Southsiders: Act to End Police Brutality & Violence
Our communities on the South Side of Chicago experience disproportionate rates of violence and police brutality and we need our elected officials to stand with us for real change. Our efforts to reduce violence and increase police accountability are at a critical moment and we need your voice.
On Saturday, August 1, you are invited to join more than 500 leaders from Community Renewal Society's southside member congregations and the United Methodist Women at a Southside Faith in Action Assembly where we will ask Chicago Aldermen and Cook County Commissioners to support our platform for police accountability and invest in community-based restorative justice programs.
This assembly will be a part of the United Methodist Women’s National Seminar — Interrupting Indifference: Jesus, Justice and Joy. Southside community leaders and United Methodist Women will come together from 1:30 – 3 pm at Hartzell Memorial United Methodist Church (3330 S. King Dr). We will pray, hold a rally, and demand that our elected officials make public commitments to make our communities safer.
We will ask Chicago Aldermen to stand up against police brutality and support our platform for police accountability that includes independent oversight of the Chicago Police Department (CPD), increased transparency and community input for CPD's Body-Worn Camera pilot program, and reforms to end racial bias in stop-and-frisks. We have asked the mayor to support this platform, but he has made no commitments to real structural reform.
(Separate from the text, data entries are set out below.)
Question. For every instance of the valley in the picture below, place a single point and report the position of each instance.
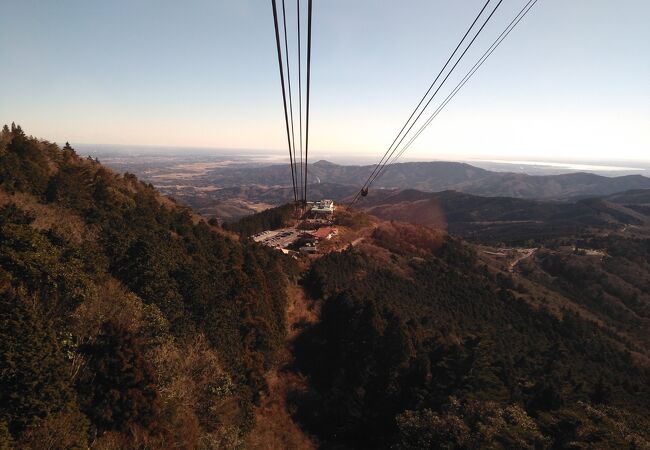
(427, 318)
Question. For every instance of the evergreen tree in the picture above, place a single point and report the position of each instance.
(34, 380)
(117, 388)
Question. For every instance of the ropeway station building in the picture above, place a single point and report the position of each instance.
(323, 209)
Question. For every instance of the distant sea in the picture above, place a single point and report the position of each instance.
(125, 153)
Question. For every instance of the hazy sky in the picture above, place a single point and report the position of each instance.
(572, 81)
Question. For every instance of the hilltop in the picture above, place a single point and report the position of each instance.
(128, 321)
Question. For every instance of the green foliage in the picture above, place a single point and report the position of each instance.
(117, 387)
(391, 342)
(270, 219)
(469, 425)
(169, 280)
(34, 379)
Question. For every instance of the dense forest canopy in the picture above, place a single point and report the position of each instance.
(424, 347)
(124, 320)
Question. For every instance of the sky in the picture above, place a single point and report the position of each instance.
(571, 82)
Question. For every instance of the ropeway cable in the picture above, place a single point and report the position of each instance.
(372, 177)
(511, 26)
(284, 95)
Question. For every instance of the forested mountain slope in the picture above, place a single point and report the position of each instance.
(422, 345)
(513, 221)
(125, 321)
(432, 176)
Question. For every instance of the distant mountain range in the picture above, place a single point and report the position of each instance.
(435, 177)
(511, 220)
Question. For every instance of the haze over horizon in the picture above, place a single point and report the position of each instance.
(205, 75)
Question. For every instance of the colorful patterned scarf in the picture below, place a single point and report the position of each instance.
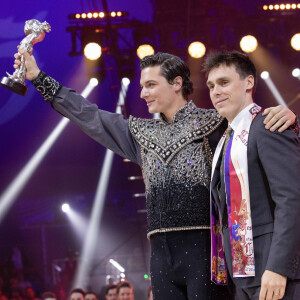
(238, 203)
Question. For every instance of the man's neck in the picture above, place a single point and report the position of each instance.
(174, 109)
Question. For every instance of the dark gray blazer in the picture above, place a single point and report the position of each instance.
(274, 183)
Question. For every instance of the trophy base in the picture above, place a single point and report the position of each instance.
(14, 86)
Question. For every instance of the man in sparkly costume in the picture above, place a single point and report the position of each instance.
(175, 153)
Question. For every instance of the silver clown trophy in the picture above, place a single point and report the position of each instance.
(35, 32)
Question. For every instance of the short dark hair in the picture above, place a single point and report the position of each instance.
(241, 61)
(48, 295)
(90, 293)
(122, 284)
(110, 287)
(78, 290)
(171, 66)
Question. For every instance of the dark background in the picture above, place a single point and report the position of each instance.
(71, 169)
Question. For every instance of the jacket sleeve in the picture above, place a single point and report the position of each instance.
(109, 129)
(279, 154)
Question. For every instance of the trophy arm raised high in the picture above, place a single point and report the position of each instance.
(35, 32)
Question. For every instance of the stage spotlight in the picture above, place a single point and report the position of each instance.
(94, 82)
(145, 40)
(196, 49)
(144, 50)
(117, 265)
(248, 43)
(125, 64)
(296, 73)
(265, 75)
(295, 41)
(92, 51)
(65, 207)
(270, 84)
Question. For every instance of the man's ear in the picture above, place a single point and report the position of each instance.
(177, 83)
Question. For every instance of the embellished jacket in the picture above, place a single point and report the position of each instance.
(175, 157)
(176, 164)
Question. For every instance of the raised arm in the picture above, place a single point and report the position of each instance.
(109, 129)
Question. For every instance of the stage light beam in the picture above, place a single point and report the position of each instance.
(11, 193)
(270, 84)
(248, 43)
(92, 51)
(117, 265)
(65, 208)
(144, 50)
(89, 244)
(196, 49)
(295, 42)
(296, 73)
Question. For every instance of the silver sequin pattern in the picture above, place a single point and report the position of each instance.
(176, 167)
He needs to hear that Aldermen in your neighborhoods want to see these reforms and are standing with our communities.
We will also ask Cook County Commissioners to increase the Cook County Restorative Justice grants fund from $500,000 to $2 million in the 2016 county budget. Last year, the Reclaim Campaign successfully advocated for the creation of this, first of its kind, Restorative Justice fund, but greater investment is still needed. We have seen significant decreases in the jail population and it is time we see those resources reinvested into our communities.